2022.12.25
1年間で30キロ痩せた男が夢見る、ちょっと素敵な未来のお話
さて、思い返してみると、ルイボスティーを飲み始めるというか、私が美容と健康に興味を持つようになった〝はじまり〟は、近所に住む子供たちに「太っちょゴブリン」というあだ名で呼ばれていることを知ったのがきっかけだった。
向上心も根性もない四十過ぎのおじさんは、今さらダイエットに精を出す気にはなれない。されど、ただのデブではなく、少しはマシなデブにはなれないものかと、美容の道に片足を踏み入れた次第である。
といっても、誇れるようなことは何もしていない。洗顔後に化粧水とパックで肌を整えるぐらいのものだ。だが、そんな簡単なことだけでも、私の肌は別人のようにみずみずしく生まれ変わった。今まで一切何のケアもしてこなかった肌には、ちょっとした処方でも効果はてきめんだったというわけだ。

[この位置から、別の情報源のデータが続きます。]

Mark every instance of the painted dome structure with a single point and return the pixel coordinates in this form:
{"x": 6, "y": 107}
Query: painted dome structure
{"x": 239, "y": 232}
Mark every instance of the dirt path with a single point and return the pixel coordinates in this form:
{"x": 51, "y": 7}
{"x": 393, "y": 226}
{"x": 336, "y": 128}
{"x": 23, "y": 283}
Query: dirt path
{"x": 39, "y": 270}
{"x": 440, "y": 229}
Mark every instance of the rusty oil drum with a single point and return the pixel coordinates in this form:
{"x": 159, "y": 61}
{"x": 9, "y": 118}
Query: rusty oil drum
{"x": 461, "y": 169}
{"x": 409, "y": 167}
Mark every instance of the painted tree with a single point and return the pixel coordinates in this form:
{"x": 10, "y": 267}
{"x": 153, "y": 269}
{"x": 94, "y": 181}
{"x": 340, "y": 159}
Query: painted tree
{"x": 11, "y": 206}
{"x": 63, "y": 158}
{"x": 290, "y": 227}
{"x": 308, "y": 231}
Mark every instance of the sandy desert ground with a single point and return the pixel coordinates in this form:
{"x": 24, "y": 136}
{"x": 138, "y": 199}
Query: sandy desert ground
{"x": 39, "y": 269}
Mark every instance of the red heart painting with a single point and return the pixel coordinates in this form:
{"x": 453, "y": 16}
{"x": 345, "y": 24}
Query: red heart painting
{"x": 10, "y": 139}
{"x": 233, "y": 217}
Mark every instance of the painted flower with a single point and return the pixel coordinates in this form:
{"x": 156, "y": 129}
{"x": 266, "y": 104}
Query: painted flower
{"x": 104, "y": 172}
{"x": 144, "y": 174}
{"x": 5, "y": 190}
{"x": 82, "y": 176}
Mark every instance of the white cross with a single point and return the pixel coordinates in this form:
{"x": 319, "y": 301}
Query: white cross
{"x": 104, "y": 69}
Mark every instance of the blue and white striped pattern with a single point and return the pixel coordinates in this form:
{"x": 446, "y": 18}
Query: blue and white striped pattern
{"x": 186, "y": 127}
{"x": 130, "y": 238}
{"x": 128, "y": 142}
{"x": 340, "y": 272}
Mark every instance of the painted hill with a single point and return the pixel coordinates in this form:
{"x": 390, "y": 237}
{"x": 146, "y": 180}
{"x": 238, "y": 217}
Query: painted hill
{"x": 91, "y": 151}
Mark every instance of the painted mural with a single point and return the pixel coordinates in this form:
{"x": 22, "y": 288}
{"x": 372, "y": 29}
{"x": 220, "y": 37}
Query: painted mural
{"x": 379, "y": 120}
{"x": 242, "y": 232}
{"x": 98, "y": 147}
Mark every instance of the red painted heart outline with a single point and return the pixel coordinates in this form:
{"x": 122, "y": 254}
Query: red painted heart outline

荒地同然に干からびていた私の肌に、化粧水という川が流れ込み、少しずつ草木が芽吹き始めていく感覚。自分のやったことがちゃんと形になって現れる嬉しさ。それと同時に、今まで自分を大切にしてこなかったことへの少しの後悔と、日々スキンケアに勤しんでいる人たちへの尊敬の念を私は知った。
「文章を書けない豚はただの豚だ」
執筆活動がうまくいかず、醜い姿のまま生きていくことにも嫌気が差した。そうだ、これから食事を届けに来るウーバーイーツの配達員に全裸で対応をして、あっけなく人生を終わらせてやろう。そんなことを画策していたあの頃の私はもういない。今では配達員の人に、少しはマシになった自分の姿を見てもらうことが密かな楽しみになっているぐらいだ。